The context window never grows unbounded. It's constructed deliberately from external stores, sized to what's needed for the current task.

Choosing a Vector Store

For episodic and procedural memory, you need a vector database that can store embeddings and metadata, and support filtered semantic search (by user ID, task type, date range, etc.).

Options I've used in production:

pgvector (PostgreSQL extension): Good choice if you're already on Postgres. Familiar operational model, SQL-native filtering, no additional infrastructure. Adequate performance for most use cases.
Pinecone: Managed service, fast at scale, simple API. Good for teams that don't want to operate their own vector infrastructure.
Qdrant: Self-hosted or managed, good filtering support, performant. Open source.
Weaviate: Good if you need hybrid search (vector + keyword).

For most applications starting out, pgvector is the pragmatic choice. You can always migrate to a dedicated vector store if scale requires it.

Common Mistakes

Storing raw transcripts instead of summaries. Retrieval quality degrades when you're searching over thousands of tokens per episode. Summarize at write time.

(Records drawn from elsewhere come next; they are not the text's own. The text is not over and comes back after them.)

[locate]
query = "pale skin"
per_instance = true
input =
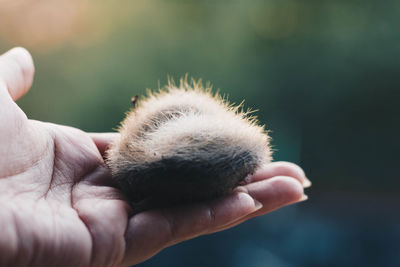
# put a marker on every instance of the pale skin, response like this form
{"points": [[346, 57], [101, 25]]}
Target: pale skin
{"points": [[59, 206]]}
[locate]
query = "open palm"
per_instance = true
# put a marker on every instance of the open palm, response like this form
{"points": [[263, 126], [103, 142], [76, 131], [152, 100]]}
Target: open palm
{"points": [[59, 206]]}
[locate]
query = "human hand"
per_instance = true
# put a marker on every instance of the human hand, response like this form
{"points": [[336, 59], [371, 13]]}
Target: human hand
{"points": [[59, 206]]}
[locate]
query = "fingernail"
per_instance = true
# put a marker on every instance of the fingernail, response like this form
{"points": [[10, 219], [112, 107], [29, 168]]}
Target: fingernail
{"points": [[303, 198], [257, 204], [306, 183]]}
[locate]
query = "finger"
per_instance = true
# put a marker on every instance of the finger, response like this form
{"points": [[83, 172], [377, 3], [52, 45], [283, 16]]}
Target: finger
{"points": [[273, 193], [281, 168], [103, 140], [16, 71], [151, 231]]}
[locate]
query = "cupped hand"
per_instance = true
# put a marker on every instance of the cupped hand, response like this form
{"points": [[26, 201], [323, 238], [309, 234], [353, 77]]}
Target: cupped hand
{"points": [[59, 206]]}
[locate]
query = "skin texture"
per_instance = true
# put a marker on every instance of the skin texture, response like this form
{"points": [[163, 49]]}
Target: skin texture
{"points": [[59, 207]]}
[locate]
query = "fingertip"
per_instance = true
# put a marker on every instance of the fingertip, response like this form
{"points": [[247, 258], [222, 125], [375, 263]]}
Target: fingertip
{"points": [[17, 71]]}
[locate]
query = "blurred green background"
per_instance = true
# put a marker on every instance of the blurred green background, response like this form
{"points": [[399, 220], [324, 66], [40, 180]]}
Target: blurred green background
{"points": [[324, 76]]}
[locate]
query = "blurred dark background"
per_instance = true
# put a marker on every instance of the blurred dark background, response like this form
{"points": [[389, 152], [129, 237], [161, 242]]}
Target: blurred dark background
{"points": [[323, 74]]}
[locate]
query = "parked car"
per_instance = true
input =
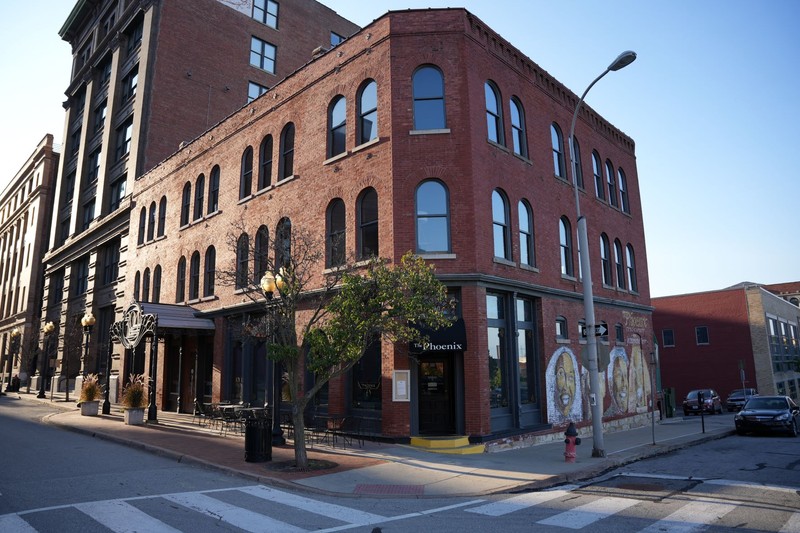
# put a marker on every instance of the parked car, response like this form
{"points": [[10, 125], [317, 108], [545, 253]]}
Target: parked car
{"points": [[768, 413], [712, 403], [738, 397]]}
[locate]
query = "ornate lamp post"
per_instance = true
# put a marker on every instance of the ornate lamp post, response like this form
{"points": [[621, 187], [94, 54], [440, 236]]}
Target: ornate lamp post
{"points": [[269, 285], [48, 329], [622, 61], [87, 322], [12, 354]]}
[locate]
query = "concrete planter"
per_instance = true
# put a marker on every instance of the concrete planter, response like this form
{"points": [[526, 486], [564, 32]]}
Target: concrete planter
{"points": [[90, 408], [134, 417]]}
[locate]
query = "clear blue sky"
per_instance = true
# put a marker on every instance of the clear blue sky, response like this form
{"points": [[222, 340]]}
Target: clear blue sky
{"points": [[713, 103]]}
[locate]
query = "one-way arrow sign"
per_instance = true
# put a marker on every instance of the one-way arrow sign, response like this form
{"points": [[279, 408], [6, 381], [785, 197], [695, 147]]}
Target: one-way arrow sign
{"points": [[600, 330]]}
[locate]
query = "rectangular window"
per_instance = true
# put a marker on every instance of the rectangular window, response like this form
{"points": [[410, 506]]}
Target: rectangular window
{"points": [[266, 12], [701, 334], [124, 135], [262, 55], [254, 90], [668, 337]]}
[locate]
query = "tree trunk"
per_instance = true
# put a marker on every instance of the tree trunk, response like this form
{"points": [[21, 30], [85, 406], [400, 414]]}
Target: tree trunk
{"points": [[300, 455]]}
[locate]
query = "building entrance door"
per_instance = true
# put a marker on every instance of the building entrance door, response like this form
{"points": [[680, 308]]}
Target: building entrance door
{"points": [[436, 395]]}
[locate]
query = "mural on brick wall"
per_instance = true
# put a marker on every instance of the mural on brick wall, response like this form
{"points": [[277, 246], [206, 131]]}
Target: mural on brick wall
{"points": [[564, 396]]}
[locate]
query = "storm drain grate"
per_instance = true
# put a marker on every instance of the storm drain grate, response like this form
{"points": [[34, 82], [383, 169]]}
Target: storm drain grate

Using the same embedding model for all content types. Embeddings for technical code reviews are in a different semantic space than embeddings for conversational messages. Consider task-specific embedding strategies.

No memory expiration policy. Old episodes become noise over time. Implement TTL policies or relevance decay so the retrieval results stay meaningful.

Treating memory as append-only. Procedural memory especially should be updatable. Build in mechanisms to correct and improve stored procedures based on production outcomes.

Memory architecture is where most agent projects accumulate technical debt because it feels like an optimization rather than a core requirement. Build the tiers deliberately from the start. Your context windows will be smaller, your token costs will be lower, and your agents will behave more consistently even as the number of users and sessions scales up.